Machine learning models are accurate and effective, but often difficult to interpret. Here, we define a method to explain decision tree-based classifiers named Per Class Feature Importance (PCFI), offering an alternative to SHAP values. As the name suggests, PCFI builds upon the default feature importance, which is calculated from the mean impurity decrease of the feature's splits in the decision tree.
Our aim is to provide a quantitative description for the contribution of each feature to the prediction of one specific class label, thus returning a more detailed description on the model structure and handling of the input data.
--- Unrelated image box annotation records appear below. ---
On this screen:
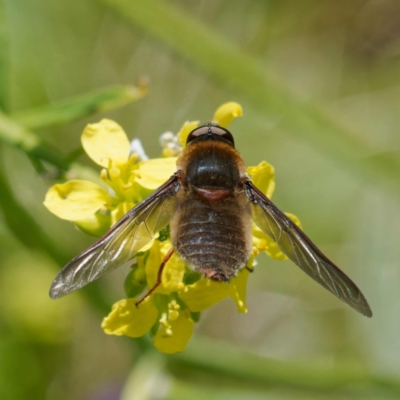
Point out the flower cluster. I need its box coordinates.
[44,102,298,353]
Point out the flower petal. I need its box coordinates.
[43,180,111,221]
[81,119,130,168]
[213,101,243,127]
[101,298,158,337]
[229,268,250,313]
[154,310,194,354]
[74,212,111,237]
[179,278,230,312]
[134,157,176,190]
[247,161,275,199]
[177,121,200,147]
[146,240,185,294]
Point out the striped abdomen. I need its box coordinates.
[171,192,251,281]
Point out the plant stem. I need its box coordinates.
[100,0,400,191]
[11,81,147,129]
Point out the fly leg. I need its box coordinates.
[135,247,175,307]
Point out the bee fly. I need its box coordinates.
[50,124,372,317]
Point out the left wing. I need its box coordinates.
[244,180,372,317]
[50,174,180,299]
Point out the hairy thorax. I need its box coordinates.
[171,141,251,281]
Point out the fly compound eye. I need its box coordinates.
[186,125,235,147]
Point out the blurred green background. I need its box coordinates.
[0,0,400,400]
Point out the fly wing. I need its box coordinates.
[50,175,180,299]
[245,181,372,317]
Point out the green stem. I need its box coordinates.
[100,0,400,190]
[0,112,68,170]
[11,81,147,129]
[170,338,400,395]
[0,2,9,110]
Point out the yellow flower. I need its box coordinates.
[44,102,298,353]
[44,119,176,236]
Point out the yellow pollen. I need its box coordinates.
[108,168,121,179]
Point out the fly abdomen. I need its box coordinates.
[171,193,251,281]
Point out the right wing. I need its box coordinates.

The underlying idea is simple. The importance of a given feature to a certain class is the sum of the mean impurity decreases from those (and only those) nodes splitting on that feature and leading to a leaf node that predicts such class (thinking the model as a directed tree graph only with paths from the initial root node to the leaves). In particular, the mean impurity decreases in one node is calculated as if the variables in had a binary label: 1 if the variable belongs to the class under consideration, 0 otherwise. In the case of ensemble methods, such as Random Forest Classifiers, the PCFI is obtained averaging the importance, for one combination of class and feature, across all trees in the ensemble.
In this way, PCFI coincides with the default feature importance in the case of binary classification. Moreover, each vector of feature importances, associated to a given class, effectively provides a measure of how well the model can discriminate such class from the others.
A measure of importance that considers each class separately is particularly relevant to imbalanced datasets, as features that are specific to rare classes would not emerge with the default feature importance. Of note, the latter only provides a ?global? view of the model.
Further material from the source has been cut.